Title: Descent
Rating: R (child murder, set during a larger genocide)
Notes: The choice of Gauron's Khmer name actually wasn't mine, but rather, was something
haruki_emishi came up with.
While the following work is fictional, the war atrocities committed by the Khmer Rouge are not. Cambodia is still feeling the regime's effects, and thirty years later, it's still the most heavily landmined country in the world. Please consider donating to
Cambodian Self Help Demining or the
Cambodian Red Cross. The sun was setting, the tropical heat of the day over the fields finally growing only slightly less oppressive, though the humidity still sat suffocatingly on the skin. Even more suffocating, though, was the miasma of fear that hung over the place, carried in the wake of figures whose presence was less welcome than that of man-eating tigers. The thirst of the Khmer Rouge soldiers, of this place itself, for human blood, was quietly insatiable. For those who fell, there was no getting up: the soldiers - children with the eyes of serial killers - would sacrifice them like animals to the ideals of Democratic Kampuchea.
Nhean patrolled like a vulture, moving with a grace that belied the ugliness of his station, though the AK-47 he carried with comfortable familiarity made it impossible to forget. Some of the laborers - the prisoners - cringed openly as he walked by, while others tried not to, though the same thought was written plainly on all their features: Please, merciful Buddha, don't let him be coming for me. As much as that had amused him when he was first assigned here, he barely noticed it now. Today wasn't their day, anyway; he already had a victim in mind.
He always kept a little closer eye on the families - what was left of them, anyway - brought here with children; when he made recommendations as to which of the children to take, to train as soldiers, his superiors trusted his word. Maybe it was because he never let anything like sympathy or mercy cloud his judgment.
Even from the beginning, he'd known that the child he was going to see now wasn't one of the ones he'd be able to save. He had only let him live this long to motivate the parents; now, though, the strain of keeping the boy alive was beginning to tell on them.
They knew it, too; when Nhean approached them, the mother pulled her child close, and the father stepped between them and Nhean, for what little good it would do.

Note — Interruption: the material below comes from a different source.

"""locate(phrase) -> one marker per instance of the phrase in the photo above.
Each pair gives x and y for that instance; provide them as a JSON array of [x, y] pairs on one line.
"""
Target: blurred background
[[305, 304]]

"Your son has been chosen to complete a special task for us." Like his eyes, his voice was too old for his face - the icy tone was clipped, commanding, one that brooked absolutely no opposition.

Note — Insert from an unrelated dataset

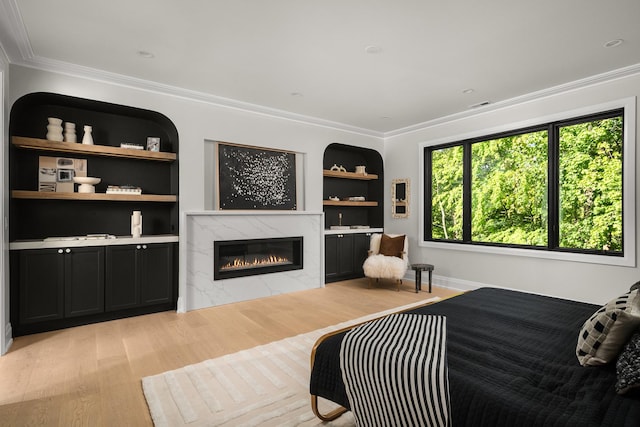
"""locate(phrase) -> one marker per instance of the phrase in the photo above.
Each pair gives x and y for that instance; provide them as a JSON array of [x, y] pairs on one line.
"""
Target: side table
[[419, 268]]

"Our loyalty to the party is more vital to us than air and water, but despite that, we have somehow managed to raise a son who is ignorant and callow. Whatever task it is, please, allow me to carry it out instead," the boy's mother pleaded, and Nhean paused, all but glaring at her for long enough to let her think he was actually considering it.

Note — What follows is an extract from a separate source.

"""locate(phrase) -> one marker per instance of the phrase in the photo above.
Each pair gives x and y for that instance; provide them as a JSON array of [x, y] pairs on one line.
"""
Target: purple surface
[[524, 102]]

"Your hands are too big. This is an engineering task - we'll need someone with smaller fingers. Don't worry, though." They looked as though they were about to protest, but the slight shift in Nhean's grip on the gun silenced them both. "We'll return him to you, safe and sound."
He didn't wait for them to say anything more - just moved smoothly past them to grab the boy's wrist and lead him away. They didn't cry, and the boy followed him limply.
Once they were out of the fields, the direction Nhean headed in was away from the garage and the armory; for the first time, he felt a hint of resistance from the boy, but he ignored it - no amount of resistance would change things now, after all. There was a utility shed at the edge of the field that Nhean led the boy into; his soon-to-be victim relaxed, even stayed where he was bade, when he caught sight of it, though he seemed to tense again when Nhean only retrieved the shovel leaning against it and brought it over to him. "Start digging."
The boy was all too anxious to obey, and Nhean was certain he didn't comprehend the fact that his obedience wouldn't save him this time. Despite the softness of the soil, it wasn't long before the boy's breathing became labored; Nhean watched him with vague amusement as he tried to dig his own shallow grave out in the blood-saturated earth.
He continued to watch until the boy seemed on the verge of passing out on his feet and was only managing to shovel out the barest scraping of dirt. "That's enough."
"But--"
Nhean took the shovel from him with a genuine, almost friendly smile. "Don't worry about it. You've done fine." He didn't even have time to react when Nhean swung the shovel hard, its edge burying itself in the boy's head with a sickening crack.
Unconcernedly, Nhean tugged the shovel free, then reached down to drag the boy out of the barely foot and a half deep rut in the earth; little more than skin and bone, he weighed almost nothing.
Nhean dug the grave a little deeper, careful not to disturb the body of the girl he had buried less than a foot away the day before. As he tipped his latest victim into it, he noticed that the boy was still breathing, despite the deep rift in his skull and the impressive pool of blood that had formed beneath him.
Nhean brought the shovel down, hard. The boy seized, then was still.
As he began dumping earth over the fresh body, he thought he saw its eyelids twitch - though that could have just been a trick of the fading light. Either way, it didn't matter.
It was only a few minutes' work to bury it, and then Nhean returned to his post.